Le MMSE a été publié en 1975, j’ai toujours pensé qu’il était utilisable librement car publié. Ce n’est pas le cas, les auteurs (intelligemment?) n’ont pas cédé le copyright à la revue. Ceci sous entend que si PAR en a envie, elle peut attaquer tous les praticiens utilisant son test sans son accord. Aux USA, ceci peut couter très cher jusqu’à 150000$ par test… Ceci explique sa disparition progressive des textbooks.

Après cette lecture que je ne peux que vous conseiller, je dirais même qu’elle est  indispensable. Je me suis demandais ce qu’il en était du statut des formules que j’utilise quotidiennement, Cockroft, MDRD, CKD-EPI. J’ai rapidement regardé et il semble que le copyright appartienne à l’éditeur de la revue dans laquelle ces formules ont été publiées. Aucune n’est sous une licence Creative commons ou GNU GPL.

Si je comprends bien, j’aimerai avoir l’avis de juristes sur ce point. Demain, un éditeur décide, pour arrondir ses fins de mois difficiles, de demander une somme pour l’utilisation de la formule, nous devrons payer ou renoncer à utiliser la formule.

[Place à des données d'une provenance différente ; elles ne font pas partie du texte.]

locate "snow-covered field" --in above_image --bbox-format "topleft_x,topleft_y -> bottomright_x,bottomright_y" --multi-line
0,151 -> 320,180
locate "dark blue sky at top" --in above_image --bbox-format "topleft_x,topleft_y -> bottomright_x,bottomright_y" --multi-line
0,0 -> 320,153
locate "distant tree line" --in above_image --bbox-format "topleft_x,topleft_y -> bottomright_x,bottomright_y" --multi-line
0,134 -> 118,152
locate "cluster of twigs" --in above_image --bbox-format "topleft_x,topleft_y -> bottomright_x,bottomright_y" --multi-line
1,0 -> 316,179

Ceci peut paraitre de la science fiction. Je ne crois pas. Les laboratoires d’analyses médicales intègrent de plus en plus le calcul du DFG (malheureusement pas avec CKD-EPI comme le recommande maintenant l’HAS). Il sera facile d’exiger un paiement pour chaque DFG. Si vous publiez vos résultats, l’éditeur pourrait exiger que vous montriez les documents confirmant le fait que vous ayez payé la licence pour l’utilisation de la formule. Je trouve ça très inquiétant pour notre pratique. Chaque éditeur de revue médicale pourrait s’emparer de ces formules et monnayer leur utilisations. Ceci concerne toutes les spécialités médicales.

Est il si illégitime que les créateurs du MMSE gagnent de l’argent avec leur test?

Dans une logique capitaliste, non, ils sont plutôt inciter à ce genre de chose. Même en France, nous sommes poussés par nos universités à valoriser notre recherche. Les auteurs du MMSE ne font que ça: valoriser leur travail, comme un chercheur qui découvre une nouvelle molécule pour soigner le cancer ou les pathologies cardio-vasculaires va la protéger pour toucher des royalties.  Les auteurs de l’article s’offusquent de cet état de fait, mais est ce que la politique de UCSF (leur université) est très libérale avec la gestion du copyright?

Dans une logique d’accessibilité aux soins, le copyright est difficilement défendable. Comment justifier que je ne puisse pas utiliser une formule ou un score pronostic pour améliorer la prise en charge de mes patients? Il y a exactement le même problème dans le domaine du médicament. Je n’ai pas vu beaucoup d’universitaires américains défendre les génériqueurs brésiliens ou indiens dans leur lutte contre big pharma pour la production de trithérapie à faible cout. On ne peut pas réclamer l’open access que dans un champs de la santé. L’accessibilité aux soins est un problème global et la réponse doit être globale. J’avais parlé de ce problème ici et .

Il faut protéger le créateur mais ne pas tuer l’utilisation et l’innovation clinique. Je rejoins les auteurs qui militent pour l’utilisation des licences libres. Ces licences protègent l’auteur en lui reconnaissant la paternité de la création et rendent possible son utilisation et son amélioration avec plus ou moins de restriction. Si internet existe, c’est grâce à ce modèle. Pourquoi ne pourrions nous pas envisager son transfert en médecine pour le bien commun de tous?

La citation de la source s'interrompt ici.